White House spokesman Josh Earnest said that Germany’s national security adviser and the intelligence coordinator for Merkel met earlier today with National Security Adviser Susan Rice and Clapper.

He said the meeting was a “follow-up” to President Obama and Merkel’s phone call last week discussing the reports of U.S. tapping and “part of our efforts to resolve some of the tension that has arisen out of some of the reports on surveillance activities reportedly conducted by the U.S.”

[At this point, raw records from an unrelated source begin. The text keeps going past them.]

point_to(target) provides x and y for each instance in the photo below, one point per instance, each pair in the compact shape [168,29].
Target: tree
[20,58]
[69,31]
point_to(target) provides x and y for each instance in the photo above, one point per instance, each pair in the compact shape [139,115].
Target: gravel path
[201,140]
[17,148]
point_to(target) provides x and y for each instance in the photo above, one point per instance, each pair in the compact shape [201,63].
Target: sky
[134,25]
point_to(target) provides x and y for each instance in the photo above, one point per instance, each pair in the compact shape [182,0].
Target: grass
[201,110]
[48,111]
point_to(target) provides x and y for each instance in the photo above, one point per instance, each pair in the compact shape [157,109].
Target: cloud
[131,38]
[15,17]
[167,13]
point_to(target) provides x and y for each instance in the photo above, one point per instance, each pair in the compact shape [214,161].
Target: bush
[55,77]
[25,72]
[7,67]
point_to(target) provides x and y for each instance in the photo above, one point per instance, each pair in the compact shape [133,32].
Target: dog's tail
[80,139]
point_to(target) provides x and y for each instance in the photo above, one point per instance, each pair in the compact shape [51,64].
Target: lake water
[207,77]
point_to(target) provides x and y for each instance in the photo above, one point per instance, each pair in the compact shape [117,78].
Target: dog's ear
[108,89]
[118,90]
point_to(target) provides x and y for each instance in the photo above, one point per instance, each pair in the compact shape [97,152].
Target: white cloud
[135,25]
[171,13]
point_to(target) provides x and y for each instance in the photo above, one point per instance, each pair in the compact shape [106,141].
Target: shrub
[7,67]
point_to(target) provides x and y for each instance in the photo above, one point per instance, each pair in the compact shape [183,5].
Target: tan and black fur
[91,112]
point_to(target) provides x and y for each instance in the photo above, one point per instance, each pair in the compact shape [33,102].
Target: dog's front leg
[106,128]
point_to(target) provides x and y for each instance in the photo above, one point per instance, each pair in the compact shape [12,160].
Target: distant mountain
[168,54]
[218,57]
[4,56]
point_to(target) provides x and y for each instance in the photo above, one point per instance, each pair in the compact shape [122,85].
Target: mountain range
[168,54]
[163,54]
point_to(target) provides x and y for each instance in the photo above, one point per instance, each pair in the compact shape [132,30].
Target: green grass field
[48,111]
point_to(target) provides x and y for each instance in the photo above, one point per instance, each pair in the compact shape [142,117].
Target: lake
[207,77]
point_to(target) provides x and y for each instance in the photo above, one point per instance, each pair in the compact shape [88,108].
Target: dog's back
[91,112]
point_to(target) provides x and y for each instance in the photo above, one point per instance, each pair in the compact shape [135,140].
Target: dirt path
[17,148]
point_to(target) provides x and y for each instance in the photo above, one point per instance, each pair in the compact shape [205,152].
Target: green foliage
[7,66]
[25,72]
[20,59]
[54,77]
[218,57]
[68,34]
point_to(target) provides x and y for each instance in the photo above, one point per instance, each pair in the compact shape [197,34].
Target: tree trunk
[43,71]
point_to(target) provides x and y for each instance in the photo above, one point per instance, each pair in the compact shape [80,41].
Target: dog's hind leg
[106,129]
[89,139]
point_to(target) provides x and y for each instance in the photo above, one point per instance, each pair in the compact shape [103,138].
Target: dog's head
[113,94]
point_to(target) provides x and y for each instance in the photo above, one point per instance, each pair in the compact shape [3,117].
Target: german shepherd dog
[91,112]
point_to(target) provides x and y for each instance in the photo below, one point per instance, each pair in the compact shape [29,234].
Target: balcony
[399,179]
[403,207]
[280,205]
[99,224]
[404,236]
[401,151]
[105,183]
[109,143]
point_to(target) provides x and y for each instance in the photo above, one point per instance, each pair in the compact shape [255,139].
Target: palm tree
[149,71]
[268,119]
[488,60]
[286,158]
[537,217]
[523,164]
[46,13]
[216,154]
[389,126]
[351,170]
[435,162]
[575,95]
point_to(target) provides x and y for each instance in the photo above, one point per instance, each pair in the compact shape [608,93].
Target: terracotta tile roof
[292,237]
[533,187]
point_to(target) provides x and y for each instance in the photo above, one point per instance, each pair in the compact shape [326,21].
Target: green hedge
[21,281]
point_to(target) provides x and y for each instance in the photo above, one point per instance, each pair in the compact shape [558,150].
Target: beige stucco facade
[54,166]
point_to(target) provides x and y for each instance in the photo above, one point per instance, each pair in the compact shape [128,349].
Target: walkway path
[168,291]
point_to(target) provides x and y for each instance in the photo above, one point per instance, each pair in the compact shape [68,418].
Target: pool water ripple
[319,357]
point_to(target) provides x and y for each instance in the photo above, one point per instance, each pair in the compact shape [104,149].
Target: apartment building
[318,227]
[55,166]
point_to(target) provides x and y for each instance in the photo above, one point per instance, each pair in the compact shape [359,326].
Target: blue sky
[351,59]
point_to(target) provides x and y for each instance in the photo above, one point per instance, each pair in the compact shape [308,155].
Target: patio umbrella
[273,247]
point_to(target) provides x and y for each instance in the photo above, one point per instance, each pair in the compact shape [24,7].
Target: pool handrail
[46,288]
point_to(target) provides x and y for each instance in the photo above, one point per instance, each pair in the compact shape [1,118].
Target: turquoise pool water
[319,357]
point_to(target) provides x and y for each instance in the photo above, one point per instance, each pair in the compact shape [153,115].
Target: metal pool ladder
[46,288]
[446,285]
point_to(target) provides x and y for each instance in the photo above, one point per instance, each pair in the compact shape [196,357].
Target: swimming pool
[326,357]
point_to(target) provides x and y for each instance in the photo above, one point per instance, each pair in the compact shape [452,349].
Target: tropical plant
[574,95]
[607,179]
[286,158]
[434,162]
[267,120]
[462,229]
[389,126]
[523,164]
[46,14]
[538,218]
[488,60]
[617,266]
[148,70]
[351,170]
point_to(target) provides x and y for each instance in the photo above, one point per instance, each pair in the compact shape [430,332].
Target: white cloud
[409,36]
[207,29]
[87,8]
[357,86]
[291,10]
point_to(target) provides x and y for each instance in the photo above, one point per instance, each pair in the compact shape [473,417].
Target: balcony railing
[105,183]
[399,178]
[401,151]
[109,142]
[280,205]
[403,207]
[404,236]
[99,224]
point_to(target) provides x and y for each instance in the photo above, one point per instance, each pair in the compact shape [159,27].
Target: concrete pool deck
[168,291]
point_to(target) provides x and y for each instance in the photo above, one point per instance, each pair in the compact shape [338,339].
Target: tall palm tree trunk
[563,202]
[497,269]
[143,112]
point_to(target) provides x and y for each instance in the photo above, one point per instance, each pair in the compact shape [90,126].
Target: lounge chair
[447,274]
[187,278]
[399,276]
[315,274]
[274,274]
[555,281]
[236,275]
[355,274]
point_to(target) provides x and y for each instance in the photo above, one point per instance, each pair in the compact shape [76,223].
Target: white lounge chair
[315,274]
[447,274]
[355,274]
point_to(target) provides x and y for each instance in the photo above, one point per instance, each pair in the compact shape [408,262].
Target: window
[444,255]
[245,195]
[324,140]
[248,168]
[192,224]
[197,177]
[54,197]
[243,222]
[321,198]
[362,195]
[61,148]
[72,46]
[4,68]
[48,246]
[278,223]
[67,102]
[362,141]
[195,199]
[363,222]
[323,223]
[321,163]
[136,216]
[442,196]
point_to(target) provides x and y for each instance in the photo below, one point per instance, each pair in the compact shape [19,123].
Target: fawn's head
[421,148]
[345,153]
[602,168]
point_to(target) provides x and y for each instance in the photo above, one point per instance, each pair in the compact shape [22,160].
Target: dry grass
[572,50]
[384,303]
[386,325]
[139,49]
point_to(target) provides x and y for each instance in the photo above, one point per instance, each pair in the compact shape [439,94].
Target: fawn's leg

Most American outrage has focused on existing law - the Foreign Intelligence Surveillance Act, or FISA, and the PATRIOT Act, both which allow the NSA to obtain phone call logs and Internet communications if they obtain a court order authorizing the collection. Those laws, however, don't apply to U.S. intelligence surveillance overseas, and key lawmakers on Capitol Hill have vowed a top-to-bottom review of those operations.

Gen. Alexander defended the NSA's conduct and said the surveillance programs in questions, which fall under Section 215 of the Patriot Act, have helped thwart dozens of terrorist attacks on U.S. soil.

“It's legal, it's necessary and it's authorized, in every case,” he said.

Alexander described the area of the law that allows the NSA to gain access to email and phone record data if it first obtains a court order as “a hornet's nest.” He said he knew it was his agency's duty to carry out the surveillance and worried that if the law is removed U.S. intelligence agencies would face a blind spot and be hampered in their ability to prevent future terrorist attacks.

In a lighter moment, Alexander also said the agency was prepared to take “some heat” if details of the programs were exposed, “but we didn't know we would take this much heat.”

This story was first published at 4:03 p.m. and has been updated.

An earlier version of this story incorrectly attributed quotes to Gen. Alexander.